By William Lee Adams
July 18, 2005

At the stroke of midnight on Friday, Harry Potter fanatics will descend on bookstores to claim "Harry Potter and the Half-Blood Prince," the sixth installment of J. K. Rowling's best-selling series. Although Ashley Bernard, 12, says she has read the first five books "at least 15 times each," she will not be among the midnight crawlers. Blind from birth, she has always faced a torturous delay of at least three months to get a Braille edition. "I don't like to be kept waiting," she says, worried that her friends, who chatter ceaselessly about the book, might give away its ending.

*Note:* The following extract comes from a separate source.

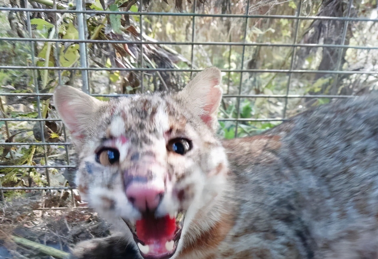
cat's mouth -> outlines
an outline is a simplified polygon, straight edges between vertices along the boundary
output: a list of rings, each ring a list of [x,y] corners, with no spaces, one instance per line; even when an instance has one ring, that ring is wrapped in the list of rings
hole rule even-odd
[[[185,213],[181,211],[175,217],[166,215],[157,218],[153,213],[144,213],[135,224],[122,219],[131,231],[144,258],[168,259],[177,249]]]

Ashley won't have to avoid her pals for long. Thanks to the National Braille Press (NBP), a nonprofit publishing and printing house based in Boston, blind children across the country will receive Braille editions only three days late. Scholastic, the publisher, agreed to give NBP the precious text early this time; last week the press - with all 51 staffers and 23 volunteers began working round the clock to complete the Braille edition. The text must be transcribed into Braille, printed on special paper, proofread twice and then collated by hand to protect the delicate script. Printing a single Braille version costs $62, but it will sell for the standard retail price of $29.99 ($17.99 for preorders). NBP estimates it will lose more than $32,000 after its first press run of 700 copies. "This isn't about charity, it's about parity," says NBP's Tanya Holton. "It's our job to make up that difference." Local businesses help. The largest donor, Lumber Liquidators, a hardwood-flooring retailer, donated $100,000 to fund the Braille "Harry Potter" series earlier this year.

A cultural phenomenon like "Harry Potter" can go a long way to improve literacy among blind children. According to Diane Croft, NBP's vice president of publications, only 20 percent of blind children can read Braille by the fourth grade. "If you tell a good story, the readers will come - and that goes for blind children too," she says. They also learn to read faster due to the length of the "Potter" books. Because Braille text is large, it takes four pages of Braille to cover the same material as one page of print. The Braille "Half-Blood Prince" will run 1,100 pages - in nine volumes that will weigh at least 11 pounds altogether.

Connie Bach, 15, has to carry the 13 volumes of "Harry Potter and the Order of the Phoenix" in a small suitcase. Still, she prefers the Braille books to compact audio versions. "If I get confused, I have to rewind and try to find the spot," she says, "but with Braille I can just go back and reread." Besides, she says, a reader's inflection can color her interpretation, making it hard "to form my own images." She can't wait for those wizards to tell their story - and now she doesn't have to.